After sieving 5.0 mg of the derivative of Formula 1, 14.1 mg of lactose, 0.8 mg of crospovidone USNF, and 0.1 mg of magnesium stearate were mixed and pressed to prepare a tablet.

< Formulation example  2> tablets (wet assembly)

After sifting 5.0 mg of the derivative of Formula 1, 16.0 mg of lactose and 4.0 mg of starch were mixed. 0.3 mg of polysorbate 80 was dissolved in pure water and then an appropriate amount of this solution was added and then atomized. After drying, the fine particles were sieved and mixed with 2.7 mg of colloidal silicon dioxide and 2.0 mg of magnesium stearate. The granules were pressed to make tablets.

< Formulation example  3> with powder Capsule

5.0 mg of the derivative of Formula 1 was sieved, and then mixed together with 14.8 mg of lactose, 10.0 mg of polyvinyl pyrrolidone, and 0.2 mg of magnesium stearate. The mixture was prepared using a suitable apparatus. Filled in 5 gelatin capsules.

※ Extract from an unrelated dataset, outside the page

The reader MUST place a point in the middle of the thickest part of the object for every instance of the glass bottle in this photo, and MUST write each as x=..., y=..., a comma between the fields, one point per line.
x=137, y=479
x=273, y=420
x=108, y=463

< Formulation example  4> Injection

Injectables were prepared by containing 100 mg as the active ingredient, followed by the addition of 180 mg of mannitol, 26 mg of Na ₂ HPO ₄ .12H ₂ O and 2974 mg of distilled water.

Claims (7)

A pharmaceutical composition for the prevention or treatment of cardiovascular diseases containing a thioxo-thiazolidin-one derivative represented by the following Chemical Formula 1 or a pharmaceutically acceptable salt thereof as an active ingredient: [Formula 1]

. (Wherein R ¹ is phenyl or 1,3-benzodioxoyl, R ² is phenyl, 4-hydroxyphenyl, 3-methoxy-4-hydroxyphenyl or phenylethenyl) delete delete The method of claim 1, wherein the derivative (1) (5Z) -3-benzyl-5- (4-hydroxybenzylidene) -2-thiaoxo-1,3-thiazolidin-4-one; (2) (5Z) -3-benzyl-5- (4-hydroxy-3-methoxybenzylidene) -2-thiaoxo-1,3-thiazolidin-4-one; And (3) (5Z) -3- (1,3-benzodioxo-5-ylmethyl) -5-[(2E) -3-phenylprop-2-ene-1-ylidene] -2-tai A pharmaceutical composition for the prevention or treatment of cardiovascular diseases, characterized in that any one selected from the group consisting of aoxo-1,3-thiazolidin-4-one. delete The pharmaceutical composition of claim 1, wherein the cardiovascular disease is an ischemic stroke, arteriosclerosis or cerebral infarction. The pharmaceutical composition for preventing or treating cardiovascular diseases of claim 1, wherein the derivative of Formula 1 inhibits the activity of extracellular neuromodulatory kinase (ERK2).